Python and database collaboration bridge diagram

  • Use Python’s built-in sqlite3 module for CRUD operations
  • Use parameterized queries to avoid SQL injection
  • Read database results into Pandas with read_sql_query
  • Write DataFrame results back with to_sql
  • Understand when SQLAlchemy becomes useful

Think of Python database work as a flow:

flowchart LR
A["Python code"] --> B["Connect to database"]
B --> C["Execute safe SQL"]
C --> D["Retrieve rows"]
D --> E["Analyze with Pandas"]
E --> F["Write back if needed"]

In a full-stack or AI engineering project, this is how your app moves from “I have a table” to “I can build a feature, report, dashboard, or data pipeline.”

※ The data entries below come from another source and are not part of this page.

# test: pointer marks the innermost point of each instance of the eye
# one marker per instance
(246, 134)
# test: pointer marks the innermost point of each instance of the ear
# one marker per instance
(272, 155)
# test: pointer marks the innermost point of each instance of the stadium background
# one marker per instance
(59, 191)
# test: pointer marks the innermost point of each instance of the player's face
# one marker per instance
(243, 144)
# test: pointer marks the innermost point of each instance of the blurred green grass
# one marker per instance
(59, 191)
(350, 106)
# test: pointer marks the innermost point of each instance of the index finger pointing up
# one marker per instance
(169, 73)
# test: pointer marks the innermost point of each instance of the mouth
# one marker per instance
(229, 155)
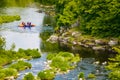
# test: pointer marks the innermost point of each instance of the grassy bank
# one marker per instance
(9, 18)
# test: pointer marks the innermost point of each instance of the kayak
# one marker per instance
(20, 25)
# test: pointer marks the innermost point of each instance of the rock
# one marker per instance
(112, 43)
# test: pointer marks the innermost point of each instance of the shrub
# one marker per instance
(91, 75)
(81, 75)
(7, 73)
(20, 65)
(8, 18)
(46, 75)
(63, 60)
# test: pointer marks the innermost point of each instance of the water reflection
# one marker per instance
(15, 3)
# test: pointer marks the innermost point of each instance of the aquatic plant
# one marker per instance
(8, 72)
(20, 65)
(50, 56)
(8, 18)
(91, 76)
(46, 75)
(81, 75)
(29, 76)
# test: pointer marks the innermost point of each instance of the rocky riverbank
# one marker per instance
(75, 38)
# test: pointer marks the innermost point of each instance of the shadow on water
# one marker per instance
(92, 61)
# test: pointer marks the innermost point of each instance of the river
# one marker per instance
(26, 38)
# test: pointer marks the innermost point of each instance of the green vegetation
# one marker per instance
(81, 75)
(46, 2)
(29, 76)
(46, 75)
(97, 18)
(15, 3)
(91, 76)
(8, 18)
(114, 66)
(20, 65)
(63, 61)
(8, 56)
(8, 72)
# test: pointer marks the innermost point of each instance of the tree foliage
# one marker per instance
(97, 17)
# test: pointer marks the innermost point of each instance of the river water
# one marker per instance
(26, 38)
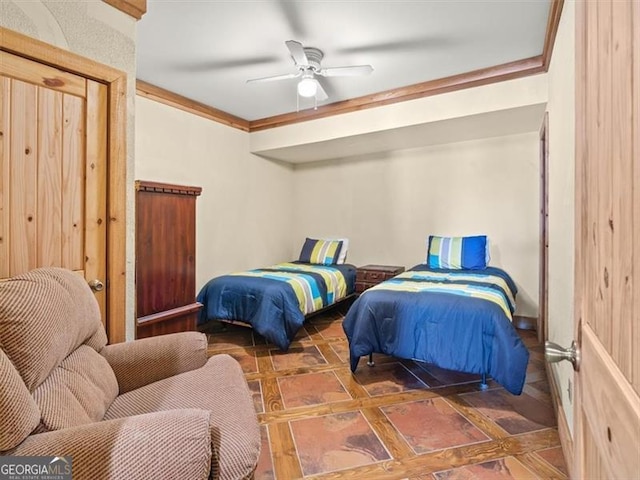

Python, SQL, SQLite, and Pandas safe collaboration workflow

TermFull namePractical meaning
DBDatabaseA long-term place for structured data
SQLStructured Query LanguageThe language used to ask tables questions
CRUDCreate, Read, Update, DeleteThe four basic data actions used by most applications
SQLiteSQLite database engineA lightweight database stored in one file, useful for learning, prototypes, and local tools
ORMObject-Relational MappingA way to work with rows through Python objects instead of writing every SQL statement manually
SQL injectionSQL injection attackA security problem where unsafe input changes the meaning of a SQL statement

For now, focus on one safe loop: Python connects, sends parameterized SQL, receives rows, and passes the useful subset to Pandas.

Python includes the sqlite3 module, so there is nothing extra to install.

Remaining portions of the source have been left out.